Paul Dano, as his successor, now puts him on in a completely different way: cloaked in a sinister mask and outfit in the style of S/M fetishes, he embodies more than just the night side of Gotham City (which Batman himself already represents).

This Riddler is the embodiment of perpetual darkness, brutally decimating the city's elite.

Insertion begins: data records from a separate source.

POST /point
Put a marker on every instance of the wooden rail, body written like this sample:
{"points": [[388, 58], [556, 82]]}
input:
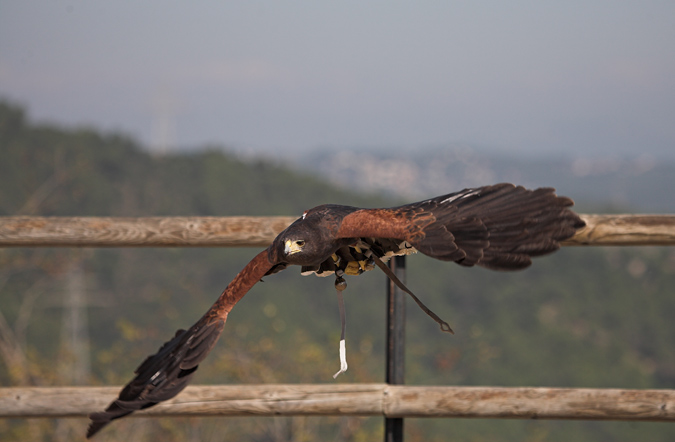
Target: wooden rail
{"points": [[357, 400], [33, 231]]}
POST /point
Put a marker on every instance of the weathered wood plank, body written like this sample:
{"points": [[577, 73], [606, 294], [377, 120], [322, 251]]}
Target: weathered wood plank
{"points": [[357, 400], [626, 230], [176, 231], [32, 231], [531, 403], [223, 400]]}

And after each new murder, he makes his victims' misconduct public, so that these former luminaries also become part of the all-encompassing social darkness.

In fact: none of the seven other Batman films since Tim Burton's huge success of 1989 has painted the world of the "dark knight" so black.

The current work had to try something else, because it is the third new beginning of the same well-known story: a boy named Bruce Wayne, traumatized by the murder of his parents, uses the immense family inheritance to avenge the crime.

Armed with all the tech tools that money can buy and skill can use, grown-up Bruce is Batman, who cleans up Gotham City's underworld on his own, regularly coming into conflict with official law enforcement.

What makes The Batman different from its predecessors

Tim Burton and Joel Schumacher made their four films from 1989 to 1997, which build on each other in terms of content, primarily visual spectacles, while Christopher Nolan emphasized the psychological component of the damaged film in his “Dark Knight” trilogy (2005 to 2012), which tells everything again heroes.

Matt Reeves is now starting his adaptation (there is already talk of two more firmly agreed parts) as a deconstruction of the overall picture of the Batman world.

Actually, there is nothing left to save in Gotham City, even the ideal image of Bruce Wayne's murdered parents is dragged into the dirt.

What remains is loyalty among outsiders: Batman's traditional allies are his butler Alfred,

whom Andy Serkis equips with a grandiosely overemphasized English accent to distinguish himself from the other cultureless rabble in the metropolis, and Jim Gordon, Gotham's only incorruptible senior police officer.

Jeffrey Wright plays him as if Edward Olmos' Lieutenant Castillo from Miami Vice had been copied into the scenes.